It would seem that inspiration has struck yet again. I warn you though, dear reader, before you go on, that this particular blog may be filled with gushy and gooey sentimentality, cheesy clichés, and may tug at the gag reflexes oh so gently.
And so, for those brave of heart and strong of stomach and disposition, I continue…
I’m not quite sure when it was that this latest realization hit me…I think I may have been leading up to it for a few days, weeks perhaps. I’m starting to acknowledge my anxiety triggers and do something about them before they manifest themselves in a huge swirling ball of jealously, inadequacy and general gloom. Take earlier for example: I received a message from my dear sister saying that they were in Graskop yesterday, and I immediately felt as though, her, along with everyone else, is having soo much more fun than I am. I had to stop and remind myself that yesterday I was in Cambridge, lazily and dreamily sitting back in a punt been chauffeured along the river by the prettiest and most angelic-looking punter. I had a great time yesterday!

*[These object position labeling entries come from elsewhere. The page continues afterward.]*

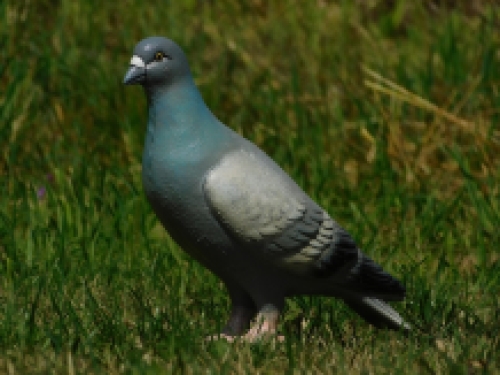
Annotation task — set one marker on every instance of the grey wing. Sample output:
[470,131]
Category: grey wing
[258,204]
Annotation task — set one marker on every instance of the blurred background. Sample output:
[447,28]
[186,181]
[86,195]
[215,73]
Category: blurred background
[385,112]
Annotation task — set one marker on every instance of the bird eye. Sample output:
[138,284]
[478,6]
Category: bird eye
[159,56]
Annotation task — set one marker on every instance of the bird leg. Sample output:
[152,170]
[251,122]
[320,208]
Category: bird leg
[265,325]
[239,321]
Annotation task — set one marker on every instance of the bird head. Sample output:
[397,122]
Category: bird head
[156,61]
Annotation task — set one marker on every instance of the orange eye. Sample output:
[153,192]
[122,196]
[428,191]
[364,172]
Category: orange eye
[159,56]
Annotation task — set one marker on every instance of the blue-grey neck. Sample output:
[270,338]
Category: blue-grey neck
[178,114]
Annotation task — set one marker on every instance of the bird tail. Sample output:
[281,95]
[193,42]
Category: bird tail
[377,312]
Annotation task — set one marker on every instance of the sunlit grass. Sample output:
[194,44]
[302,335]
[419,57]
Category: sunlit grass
[387,116]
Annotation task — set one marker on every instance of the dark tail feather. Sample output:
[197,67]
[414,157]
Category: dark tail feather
[377,312]
[370,279]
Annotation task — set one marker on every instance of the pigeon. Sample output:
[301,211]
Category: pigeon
[232,208]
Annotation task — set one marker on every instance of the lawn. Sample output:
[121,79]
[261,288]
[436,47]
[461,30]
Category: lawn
[385,112]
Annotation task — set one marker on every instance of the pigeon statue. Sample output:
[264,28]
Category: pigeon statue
[233,209]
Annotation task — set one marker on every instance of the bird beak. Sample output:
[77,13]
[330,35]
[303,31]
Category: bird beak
[136,73]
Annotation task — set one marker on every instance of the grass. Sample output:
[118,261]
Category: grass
[387,115]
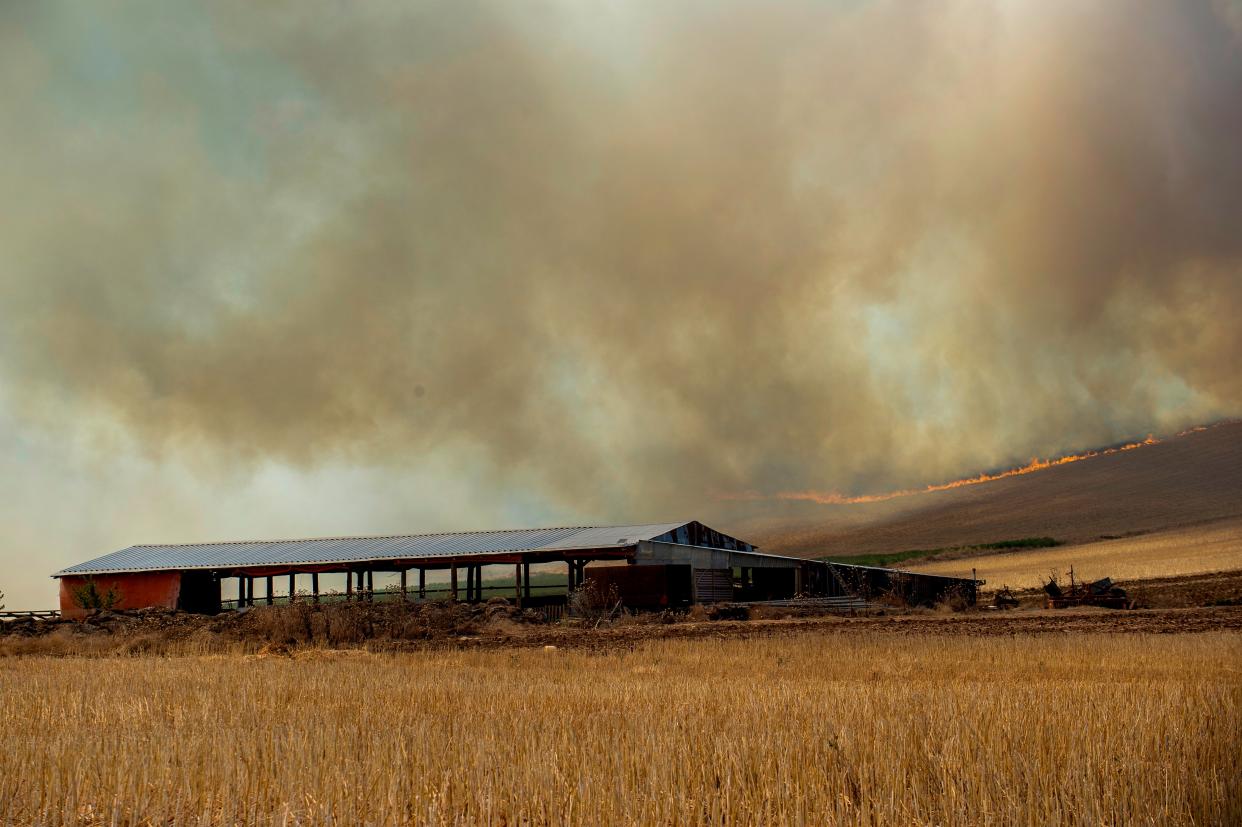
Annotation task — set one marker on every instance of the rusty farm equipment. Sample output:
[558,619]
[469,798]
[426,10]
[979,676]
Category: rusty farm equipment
[1099,592]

…And of my constant fretting about not been pretty. I may not be beautiful, but that doesn’t make me ugly, and I can most certainly deal with that. I feel as though my life has been on hold for so long and I’ve been so afraid to do anything, so shy and scared and terrified of not been good enough and therefore not doing anything at all. But I think that I make a damn fine Karen and really, what more can I aspire to? There will always be those a lot better off than me and good for them I say!
So…now armed with my new sense of value, self worth and newly acquired confidence, I’m off to the city to wow a few more people, earn some money and spread a little fabulous. Right after I compulsively check my e-mail again.